Why be a Crosby Scholar?
Now that you’re in high school, are you wondering how Crosby Scholars helps you?
We asked the Cruzat sisters to share some of their insights into the program. All four sisters attended or attend Early College and serve or have served as Crosby Scholars officers.
Marianne, 23, graduated from UNC-Chapel Hill and works with a San Francisco tech start-up. Although their mother received her master’s degree in the Philippines, the college system in the United States is a different process.
“Since I am the oldest sibling, I was the first one to try and navigate the craziness of college admissions – Crosby Scholars was tremendously helpful in guiding me through the process,” she said. “We’ve been involved in Crosby Scholars since middle school. Throughout our time in Crosby, there were a lot of great classes that helped me start thinking about how I should be thinking about things like time management and how to do well in school and leadership. It was helpful for me in middle school to guide my thinking to be prepared to go to college.”
Marianne said that through Crosby Scholars, she met a group of peers who were equally motivated to pursue an excellent college experience. Through Crosby Scholars, she was able to find third-party scholarships, and she received the Last Dollar Grant, which lessened the burden of paying for her education.
Maria just graduated from UNC Charlotte, where she studied public health, international studies, and Spanish. She now works for an organization that helps make Bible translation possible. One of the key lessons she learned from Crosby Scholars in the High School Program is that “a lot of the preparation you need for applying for college happens junior year.”
“I think a lot about the Crosby Scholars motto ‘For college, for life,’” she said, because that proved true for her.
“The college tours helped a lot,” Maria said, since she did not have a parent who had attended college in the United States. For first-generation or minority students, she said that the invitation to attend a college tour plants a seed for a mindset that college is possible. The tours teach students the questions they should be asking during the college planning process.
“Early on, in middle school, Crosby ingrained in us to get involved in the community and do service work,” Maria said. “Doing that at an early age and through high school prepares you to have a service mindset and service attitude. I learned about the important work that different organizations in Winston-Salem were doing.”
She knew in college she wanted to cultivate that passion for service, and she asked herself, “what are the needs and how can I use my time to serve others?” she said. “That’s great college skills, but also great life skills.”
Monica, who is in her second year at UNC Chapel Hill, valued her Near Peer Advisor Blaine Pugh, who helped her navigate the college application process her last year of Early College.
“I didn’t realize I needed someone to help guide me through the whole process and time management,” she said. Pugh taught her balance that was critical to the college application process.
“I realized through him I was doing way too much,” she said. “He helped me work through that and manage my time better and analyze what is most important and how I can better use my time, like the clubs I had leadership positions in. He helped me realize I needed time to myself.”

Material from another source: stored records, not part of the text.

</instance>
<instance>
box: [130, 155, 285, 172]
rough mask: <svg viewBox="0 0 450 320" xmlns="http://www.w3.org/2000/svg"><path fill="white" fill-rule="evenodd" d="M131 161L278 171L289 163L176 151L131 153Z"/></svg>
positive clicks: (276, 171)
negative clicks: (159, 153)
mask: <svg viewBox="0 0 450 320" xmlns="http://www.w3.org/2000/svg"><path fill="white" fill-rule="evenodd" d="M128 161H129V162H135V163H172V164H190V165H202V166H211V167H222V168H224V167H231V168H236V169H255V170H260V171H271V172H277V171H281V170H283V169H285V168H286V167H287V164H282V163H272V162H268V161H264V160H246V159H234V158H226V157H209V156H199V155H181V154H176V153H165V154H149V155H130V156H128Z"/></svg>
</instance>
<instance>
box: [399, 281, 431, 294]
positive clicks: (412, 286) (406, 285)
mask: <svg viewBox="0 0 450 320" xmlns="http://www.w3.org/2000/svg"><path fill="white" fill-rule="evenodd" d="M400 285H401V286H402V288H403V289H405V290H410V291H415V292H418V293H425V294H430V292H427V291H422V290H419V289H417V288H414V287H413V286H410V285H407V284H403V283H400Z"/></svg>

The youngest sister, Michelle is a sophomore at Early College where she was elected Crosby Scholars Sophomore Vice President. She has learned from her sisters—and Crosby Scholars—that now is the time to start identifying what colleges interest her, and she appreciates the academies that have helped her with time management. Michelle, who is considering UNC-CH, knows that Crosby Scholars will be with her every step of the way to pursue whatever post-secondary goals she sets.
Their brother, Michael, will be a 6th grader at Hanes Middle School this year, and Marianne said it’s likely he, too, will enroll in Crosby Scholars.